Auch Rückschläge werden verkraftet

Das war natürlich ein feiner Seitenhieb gegen Magath, der Diegos Qualitäten zuletzt geringschätzte. Insgesamt aber hatten sich die Wolfsburger offenbar vorgenommen, nichts Schlechtes über ihren ehemaligen Trainer, Manager und Geschäftsführer zu sagen. Kein Profi des VfL ließ sich dabei erwischen, wie er Magath der Tyrannei bezichtigte. Aber aus den Ausführungen der Wolfsburger nach dem Spiel war schon eine gewisse Erleichterung darüber herauszuhören, nicht mehr von Magath unterrichtet zu werden: Diego sprach davon, wie viel Spaß er in den 90 Minuten von Düsseldorf gehabt habe und dass die Mannschaft voller Selbstvertrauen gewesen sei: "Die Einstellung des Teams war eine ganz andere." Bas Dost erzählte, dass mit Lorenz-Günther Köstner eine neue Leichtigkeit eingezogen sei: "Er hat mir gesagt: Mach dein Spiel und schieß ein Tor. Es sind dann sogar zwei geworden."

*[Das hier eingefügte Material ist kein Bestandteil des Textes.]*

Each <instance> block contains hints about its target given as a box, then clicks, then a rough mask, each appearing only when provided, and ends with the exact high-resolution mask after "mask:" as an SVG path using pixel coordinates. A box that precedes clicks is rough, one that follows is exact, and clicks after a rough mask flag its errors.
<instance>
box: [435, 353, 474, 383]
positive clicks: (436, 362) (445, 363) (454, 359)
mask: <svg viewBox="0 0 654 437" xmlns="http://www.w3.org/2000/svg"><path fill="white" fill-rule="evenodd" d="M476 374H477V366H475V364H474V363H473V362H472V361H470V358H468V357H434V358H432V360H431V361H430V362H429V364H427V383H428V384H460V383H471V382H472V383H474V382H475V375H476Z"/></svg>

Während die Wolfsburger unter Magath spielten, als würden sie Kettenhemden unter ihren Trikots mit sich herumschleppen, wirkte der Vortrag des VfL am Samstag unbeschwert. Auch den Anschlusstreffer zum 1:3 durch Jens Langeneke per Elfmeter verkrafteten die zuletzt seelisch instabilen Profis aus Niedersachsen: "Da war ich selbst gespannt: Wie reagiert die Mannschaft?", berichtete Köstner hinterher. Dass sie umgehend das 4:1 schoss, beeindruckte den Übergangstrainer: "Wir haben sofort zurückgeschlagen, das war bemerkenswert."

Köstner ist zum zweiten Mal nach 2010 Interimstrainer beim VfL Wolfsburg. Wie lange die Übergangsphase dauert, wie lange er also am Spielfeldrand wirken darf, ist unklar. "Ich habe kein Problem damit, wieder zurückzustecken, falls Volkswagen andere Ziele verfolgt", sagte er zwar am Samstag in Düsseldorf. Doch er machte auch deutlich, dass die Arbeit in der ersten deutschen Spielklasse seiner Vorstellung vom Traumberuf schon recht nahe kommt: "Natürlich ist es für einen Trainer das Größte, in der Bundesliga zu arbeiten."